Hi, I would like some help on this subject matter. I have just recently purchased some second hand Black Crows Captis skis in 178cm. 

I am 170cm tall (5ft 7") and I weigh 10st 10 (150lbs). I can ski all of the mountain, the majority being 60% piste and 40% off piste. 

The skis sit around 8cm taller than me and I just wanted to hear peoples opinions as I am not to sure myself and I will be testing them in the next couple of days. 

All feedback will be much appreciated  


Sent from my SM-G935F using Tapatalk


----------



## SAMMYN96 (Dec 18, 2017)

I forgot to mention they are all mountain skis with double rocker.  

Sent from my SM-G935F using Tapatalk


----------



## Not Sure (Dec 18, 2017)

SAMMYN96 said:


> Hi, I would like some help on this subject matter.

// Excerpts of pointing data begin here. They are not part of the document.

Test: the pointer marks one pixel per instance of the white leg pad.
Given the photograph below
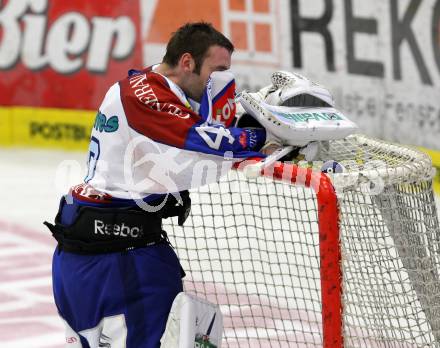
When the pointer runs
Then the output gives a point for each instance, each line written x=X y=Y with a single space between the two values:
x=193 y=323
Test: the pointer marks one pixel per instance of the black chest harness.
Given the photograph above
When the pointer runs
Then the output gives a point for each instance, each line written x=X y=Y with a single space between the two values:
x=97 y=230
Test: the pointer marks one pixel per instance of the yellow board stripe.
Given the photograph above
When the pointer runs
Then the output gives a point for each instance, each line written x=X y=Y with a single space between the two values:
x=435 y=156
x=70 y=130
x=46 y=128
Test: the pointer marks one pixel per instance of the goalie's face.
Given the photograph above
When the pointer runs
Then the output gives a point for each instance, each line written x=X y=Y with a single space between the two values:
x=217 y=59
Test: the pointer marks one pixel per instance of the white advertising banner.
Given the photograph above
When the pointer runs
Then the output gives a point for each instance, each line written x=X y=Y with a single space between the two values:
x=380 y=58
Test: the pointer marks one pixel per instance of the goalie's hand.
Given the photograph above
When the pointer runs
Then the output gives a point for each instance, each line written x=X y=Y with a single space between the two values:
x=271 y=145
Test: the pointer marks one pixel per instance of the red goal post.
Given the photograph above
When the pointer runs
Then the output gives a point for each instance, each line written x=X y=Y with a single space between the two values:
x=299 y=258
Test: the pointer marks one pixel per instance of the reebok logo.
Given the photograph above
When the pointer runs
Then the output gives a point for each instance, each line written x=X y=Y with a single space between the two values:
x=121 y=230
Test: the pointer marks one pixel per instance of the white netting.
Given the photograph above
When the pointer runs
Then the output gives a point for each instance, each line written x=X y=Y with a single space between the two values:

I have just recently purchased some second hand Black Crows Captis skis in 178cm.
> 
> I am 170cm tall (5ft 7") and I weigh 10st 10 (150lbs). I can ski all of the mountain, the majority being 60% piste and 40% off piste.
> 
> ...


----------



## 〽❄❅ (Dec 18, 2017)

I'd say the 178cm ski should be $$$


----------



## SAMMYN96 (Dec 18, 2017)

[emoji770 said:
			
		

> [emoji300]❅;988703]I'd say the 178cm ski should be $$$


On the Money or sold [emoji51][emoji23] 

Sent from my SM-G935F using Tapatalk


----------



## 〽❄❅ (Dec 19, 2017)

On the money. 

You've about 10lbs and a inch on me, with rockered, my sweet spot is 170 - 178cm. I'm more 65% off piste, 35% on and like 170 in tight trees and tight bumps, not so much on the grom where I fell like I'm running out of edge and want longer.


----------



## SAMMYN96 (Dec 19, 2017)

[emoji770 said:
			
		

> [emoji300]❅;988706]On the money.
> 
> You've about 10lbs and a inch on me, with rockered, my sweet spot is 170 - 178cm. I'm more 65% off piste, 35% on and like 170 in tight trees and tight bumps, not so much on the grom where I fell like I'm running out of edge and want longer.


I mean I was just a little concerned that they are a little taller then me but I'm sure I will get on with them. Thanks for the help mate! Unlike other bellends on here...

Sent from my SM-G935F using Tapatalk


----------



## Edd (Dec 19, 2017)

I looked this ski up. Never heard of it. I think you’re all set thanks to the rocker and also there appears to be no metal in the construction. The length could be a problem for a guy your size with other models but hopefully not these. Good luck with them. 


Sent from my iPhone using AlpineZone


----------



## Not Sure (Dec 19, 2017)

No disrespect intended just thinking about a recent similar thread http://forums.alpinezone.com/showthread.php/139965-When-are-ski’s-too-long!


----------



## bigbog (Dec 19, 2017)

Ah you bellends down there in Lehigh Co(Like WHAT THE HECK IS A _*BELLEND*_???):lol::lol:


----------



## Not Sure (Dec 19, 2017)

bigbog said:


> Ah you bellends down there in Lehigh Co(Like WHAT THE HECK IS A _*BELLEND*_???):lol::lol:



Guilty as charged BB LOL. I believe it’s a UK thing.


----------